Common Mistakes to Avoid
-
Granting overly broad GitHub access on day one:
Avoid authorizing OpenHands for every repo across your org until you’ve validated governance. Start with a pilot org or a subset of repos, then expand once RBAC, audit logs, and policies are dialed in. -
Letting agents push directly to main branches:
Keep agents constrained to feature branches and PR-based workflows. Configure branch protections in GitHub and matching policies in OpenHands so every change is reviewable and can be rolled back via normal Git flows. -
Skipping observability in favor of “magic”:
Don’t treat OpenHands like a black-box assistant. Always review the task log, inspect diffs, and re-run tasks deterministically when needed. If you can’t trace what happened, it’s not production-grade.
Real-World Example
Imagine you’re responsible for a monorepo that’s carrying a backlog of flaky tests and minor bug tickets. You sign up for OpenHands Cloud with your GitHub identity, authorize only the engineering org, and connect just the monorepo as a first step. In the Web GUI, you trigger a task:
“Scan the existing test suite for flaky tests based on recent CI runs, propose fixes, and open PRs grouped by service.”

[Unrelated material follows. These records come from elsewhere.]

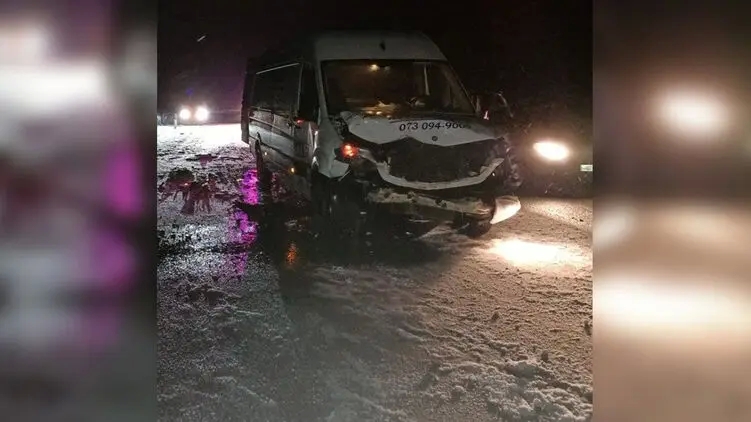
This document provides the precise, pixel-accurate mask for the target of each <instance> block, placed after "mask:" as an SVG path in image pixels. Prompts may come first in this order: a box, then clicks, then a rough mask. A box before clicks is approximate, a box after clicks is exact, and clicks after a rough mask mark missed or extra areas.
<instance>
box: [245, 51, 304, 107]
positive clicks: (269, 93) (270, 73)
mask: <svg viewBox="0 0 751 422" xmlns="http://www.w3.org/2000/svg"><path fill="white" fill-rule="evenodd" d="M299 81H300V65H299V64H294V65H289V66H284V67H279V68H276V69H272V70H267V71H262V72H258V73H256V77H255V82H254V84H253V100H252V103H251V104H252V105H253V107H255V108H257V109H260V110H267V111H271V112H273V113H274V114H277V115H280V116H286V117H290V116H292V115H294V114H295V113H296V112H297V106H298V99H299V94H300V93H299V90H300V83H299Z"/></svg>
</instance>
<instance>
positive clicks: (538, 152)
mask: <svg viewBox="0 0 751 422" xmlns="http://www.w3.org/2000/svg"><path fill="white" fill-rule="evenodd" d="M534 149H535V152H536V153H537V155H539V156H540V157H542V158H544V159H546V160H548V161H564V160H566V159H567V158H568V157H569V155H571V152H570V151H569V149H568V147H567V146H566V145H564V144H562V143H560V142H555V141H540V142H537V143H535V145H534Z"/></svg>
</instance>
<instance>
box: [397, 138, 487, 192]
mask: <svg viewBox="0 0 751 422" xmlns="http://www.w3.org/2000/svg"><path fill="white" fill-rule="evenodd" d="M495 142H496V140H494V139H489V140H487V141H482V142H473V143H470V144H464V145H456V146H450V147H445V146H439V145H430V144H425V143H422V142H420V141H417V140H415V139H413V138H406V139H403V140H401V141H397V142H394V143H392V144H390V145H388V147H387V148H386V150H385V151H384V152H385V156H386V159H387V162H388V164H389V173H390V174H391V175H392V176H395V177H400V178H403V179H405V180H408V181H410V182H428V183H430V182H449V181H453V180H457V179H464V178H467V177H472V176H476V175H477V174H479V173H480V171H481V170H482V167H483V165H484V164H485V163H486V161H487V160H488V157H489V155H490V154H491V151H492V146H493V144H494V143H495Z"/></svg>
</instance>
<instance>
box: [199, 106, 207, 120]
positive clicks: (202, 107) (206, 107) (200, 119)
mask: <svg viewBox="0 0 751 422" xmlns="http://www.w3.org/2000/svg"><path fill="white" fill-rule="evenodd" d="M196 120H198V121H199V122H205V121H206V120H209V109H208V108H207V107H198V108H197V109H196Z"/></svg>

OpenHands clones the repo into a secure, sandboxed runtime. It inspects recent CI artifacts, identifies tests with intermittent failures, and proposes code changes to stabilize them. Each proposed fix shows up as a PR with a clear description, linked issues, and updated tests. You can:
- Inspect the diff for every file change.
- Re-run the task against a different branch or subset of directories.
- Use your normal GitHub review workflow to gate merges.
What used to be a multi-week chore gets compressed into a set of reviewable PRs generated in hours—without bypassing your existing controls.
Pro Tip: For your first repo, pick a clearly scoped problem—like “summarize and triage open PRs” or “fix failing tests in a specific service”—rather than asking OpenHands to “optimize the whole codebase.” Small, auditable wins build trust and help you tune permissions before you scale out to more repos.
Summary
Signing up for OpenHands Cloud with GitHub and running it on your first repo is a straightforward way to move from AI experiments to concrete engineering outputs. You authenticate via GitHub, scope access to the right repos, and let agents operate in a secure, sandboxed runtime that keeps every action visible and replayable. Once that first repo is connected, you can delegate recurring outer-loop work—PR triage, test fixes, dependency upgrades, vulnerability remediation—to a model-agnostic agent platform that scales from a single task to thousands of parallel runs across your stack.